Aida Batista

Um nó muito apertado

 

Mãe! ata as tuas mãos às minhas
e dá um nó-cego muito apertado!
Almada Negreiros

 

Abel Nunes é o autor de “Uma Volta ao Mundo em Dez Contos”, obra editada pela Alma Letra, que fez parte da programação do Festival Literário “ELOS”, que decorreu de 12 a 20 de abril em Nelas, numa organização conjunta do Município e da rede de bibliotecas locais.

Este festival destacou-se por várias iniciativas dedicadas ao escritor António Lobo Antunes. Entre as realizadas, ganharam relevo os encontros de escritores, as conversas com os autores, as exposições, os momentos musicais e teatrais, bem como os roteiros literários, em que não faltaram leituras em voz alta, numa homenagem a quem, apesar de não ser da Vila de Nelas, aí passou parte da sua infância e juventude, durante as longas férias de verão, na casa dos avós maternos que, apesar de já não pertencer à família, continua a ser um repositório de memórias dos que por lá passaram.

Embora eu seja uma beirã por nascimento, foi através das crónicas de Lobo Antunes que comecei a viajar por Nelas, quando nelas se descreviam cenas domésticas e familiares, ruas, lugares, edifícios, gentes, árvores, paisagem e o sempre presente apito do comboio que ecoava entre as Serras do Caramulo e da Estrela que, por vezes, mostrava ainda uma bordadura branca de neve.

Lobo Antunes é alfacinha, nasceu na Freguesia de Benfica, mas conheceu o mundo rural nas suas esporádicas passagens por Nelas. Abel Nunes, ao contrário, nasceu em Forninhos, uma pequena freguesia rural de Aguiar da Beira, mas cedo se tornou num cidadão do mundo, que começou a visitar, a partir de Toronto, cidade para onde emigrou e continua a viver, deslocando-se com regularidade a Lisboa (onde viveu alguns anos) e à sua terra natal.
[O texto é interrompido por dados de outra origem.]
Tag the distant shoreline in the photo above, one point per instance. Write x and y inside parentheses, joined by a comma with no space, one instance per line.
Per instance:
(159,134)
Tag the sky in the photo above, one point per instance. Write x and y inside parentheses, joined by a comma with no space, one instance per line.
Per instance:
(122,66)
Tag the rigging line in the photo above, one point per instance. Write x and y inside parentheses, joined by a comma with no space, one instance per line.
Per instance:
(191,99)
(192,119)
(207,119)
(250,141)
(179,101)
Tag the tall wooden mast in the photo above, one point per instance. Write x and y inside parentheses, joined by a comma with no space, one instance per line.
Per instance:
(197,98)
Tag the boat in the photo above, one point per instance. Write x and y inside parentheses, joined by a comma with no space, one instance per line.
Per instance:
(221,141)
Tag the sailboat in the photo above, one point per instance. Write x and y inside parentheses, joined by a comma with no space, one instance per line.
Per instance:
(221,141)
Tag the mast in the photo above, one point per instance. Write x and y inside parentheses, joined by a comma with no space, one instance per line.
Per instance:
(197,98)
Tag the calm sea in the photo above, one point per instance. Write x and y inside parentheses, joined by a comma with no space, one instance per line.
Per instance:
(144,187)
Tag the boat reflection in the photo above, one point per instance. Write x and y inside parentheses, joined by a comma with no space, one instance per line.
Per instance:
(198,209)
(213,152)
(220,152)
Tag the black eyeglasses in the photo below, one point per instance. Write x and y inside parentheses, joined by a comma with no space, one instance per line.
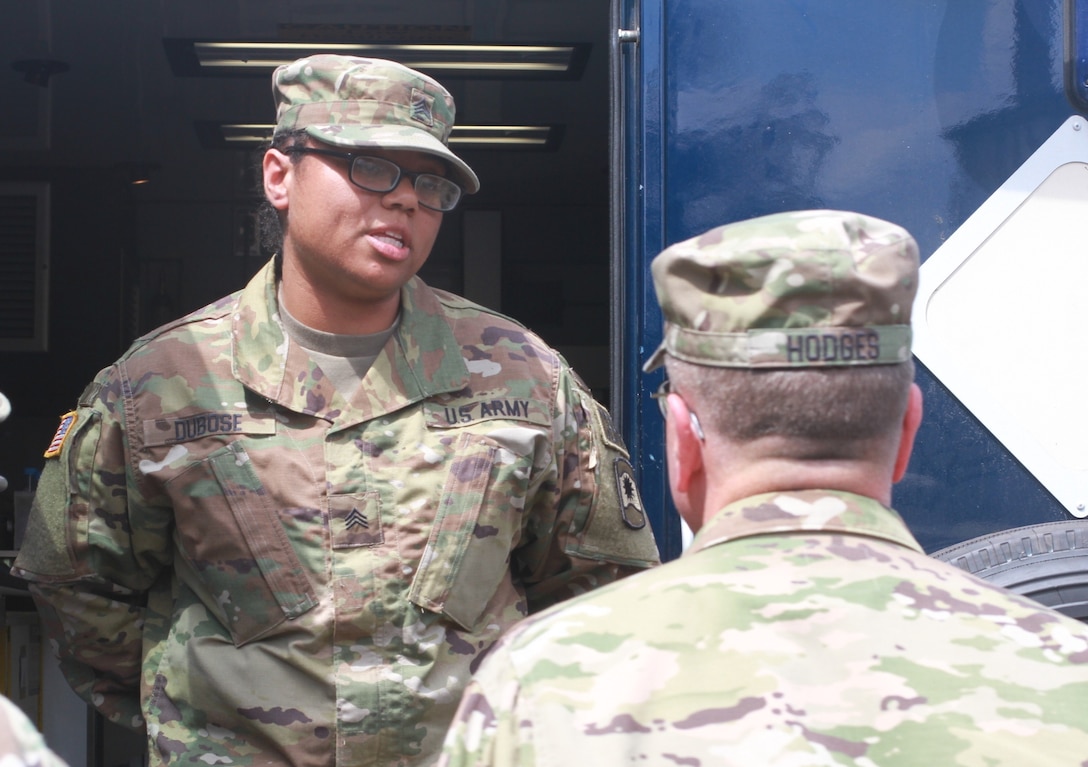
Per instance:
(662,395)
(381,175)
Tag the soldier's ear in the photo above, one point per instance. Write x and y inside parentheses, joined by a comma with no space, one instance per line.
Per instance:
(912,419)
(684,444)
(279,172)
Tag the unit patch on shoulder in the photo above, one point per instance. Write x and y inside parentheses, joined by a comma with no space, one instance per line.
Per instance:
(631,510)
(68,420)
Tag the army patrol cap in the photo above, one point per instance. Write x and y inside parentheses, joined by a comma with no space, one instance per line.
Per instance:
(798,289)
(349,101)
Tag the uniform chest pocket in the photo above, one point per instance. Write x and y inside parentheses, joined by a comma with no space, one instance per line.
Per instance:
(248,573)
(478,524)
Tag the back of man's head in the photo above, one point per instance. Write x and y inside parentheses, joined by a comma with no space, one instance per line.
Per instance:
(793,325)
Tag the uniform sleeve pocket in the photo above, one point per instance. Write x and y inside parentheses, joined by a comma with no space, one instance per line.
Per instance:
(467,556)
(237,547)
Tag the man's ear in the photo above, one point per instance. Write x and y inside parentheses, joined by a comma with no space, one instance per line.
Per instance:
(685,453)
(912,419)
(277,170)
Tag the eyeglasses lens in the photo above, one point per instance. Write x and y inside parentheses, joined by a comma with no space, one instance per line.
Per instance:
(381,175)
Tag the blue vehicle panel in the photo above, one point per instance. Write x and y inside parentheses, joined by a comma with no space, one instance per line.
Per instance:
(911,111)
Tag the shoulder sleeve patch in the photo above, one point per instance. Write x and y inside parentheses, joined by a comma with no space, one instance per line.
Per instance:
(68,420)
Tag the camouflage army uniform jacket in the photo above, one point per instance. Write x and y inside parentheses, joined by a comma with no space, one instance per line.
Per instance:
(800,629)
(266,572)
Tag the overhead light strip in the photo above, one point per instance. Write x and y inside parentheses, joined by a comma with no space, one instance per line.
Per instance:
(223,58)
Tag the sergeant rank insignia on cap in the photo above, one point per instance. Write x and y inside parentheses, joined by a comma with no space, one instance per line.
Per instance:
(68,420)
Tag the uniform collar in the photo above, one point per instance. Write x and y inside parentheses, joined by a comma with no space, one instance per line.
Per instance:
(812,510)
(421,359)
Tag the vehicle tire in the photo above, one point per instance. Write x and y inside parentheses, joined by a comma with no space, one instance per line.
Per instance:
(1047,563)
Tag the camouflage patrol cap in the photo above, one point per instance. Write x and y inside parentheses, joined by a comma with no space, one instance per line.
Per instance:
(798,289)
(349,101)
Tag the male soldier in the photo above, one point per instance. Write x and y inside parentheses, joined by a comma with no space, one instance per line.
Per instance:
(281,530)
(804,626)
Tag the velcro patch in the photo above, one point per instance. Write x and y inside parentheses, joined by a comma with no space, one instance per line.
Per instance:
(422,107)
(627,491)
(68,420)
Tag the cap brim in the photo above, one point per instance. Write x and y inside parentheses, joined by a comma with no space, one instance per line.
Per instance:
(397,138)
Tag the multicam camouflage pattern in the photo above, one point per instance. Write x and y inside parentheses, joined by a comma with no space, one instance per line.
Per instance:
(806,288)
(21,744)
(267,572)
(799,629)
(368,102)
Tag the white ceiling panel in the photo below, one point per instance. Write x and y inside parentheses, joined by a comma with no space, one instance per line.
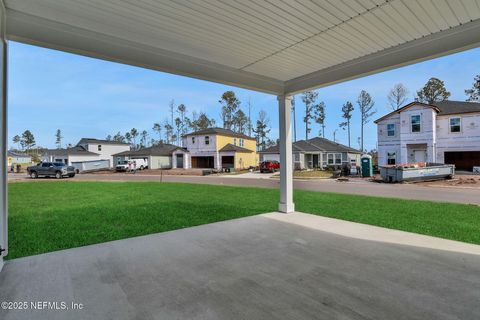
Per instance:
(276,46)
Salvaguardadas as devidas distâncias, e o estatuto que os separa no que toca à expressão escrita, hoje gostaria de vos falar do Abel, o autor e amigo, por ser mais um que, por muito bem-sucedido que tenha sido no seu percurso migratório, a nível pessoal e profissional, mantém tatuadas na pele e na alma as suas origens, por mais curto que tenha sido, no cômputo de uma vida, o tempo que com elas viveu e conviveu.

Um emigrante, quando parte, leva para sempre nos pés o pó do chão primeiro que pisou e as raízes dos caminhos, onde aprendeu a caminhar, ladeado de pinheiros, choupos e outras rasteiras espécies florestais cujo nome e cheiro nunca esquece; as águas dos rios e afluentes onde se lavavam corpos e roupas, postas a corar ao som de melodias que cumpriam o aforismo “quem canta, seus males espanta”; o canto dos pássaros que aprendeu a distinguir segundo a escala musical e o número de notas em que é entoado; o inconfundível coaxar das rãs, que destoa dos demais sons como nota dissonante da linha de uma mesma pauta.

Com o Abel caminhei por uma pequena amostra dos espaços da sua infância, chamando-me sempre a atenção para as cores do campo que despontam com a primavera e o cantar dos pássaros cujas sonoridades conhece bem, sem esquecer as aves de rapina que, ao descansarem do bater das asas, planam sobre nós como se fôssemos intrusos a perturbar a quietude dos céus. Repentinamente, o Abel atravessa o indicador na boca, emite um chiuuu, aponta para as proximidades, coloca a mão em concha à volta do ouvido e pergunta: – “Estás a ouvir?”

Nesse momento, oiço, e não vejo o Abel imigrante, mas o genuíno beirão que, ao partir, levou toda a sua infância como bagagem. É destas memórias que é feita a seiva com que se alimenta ao longo do tempo em que está fora, mesmo que continue a viver numa grande metrópole onde, como professor, diariamente percorreu o tecido urbano do seu ganha-pão.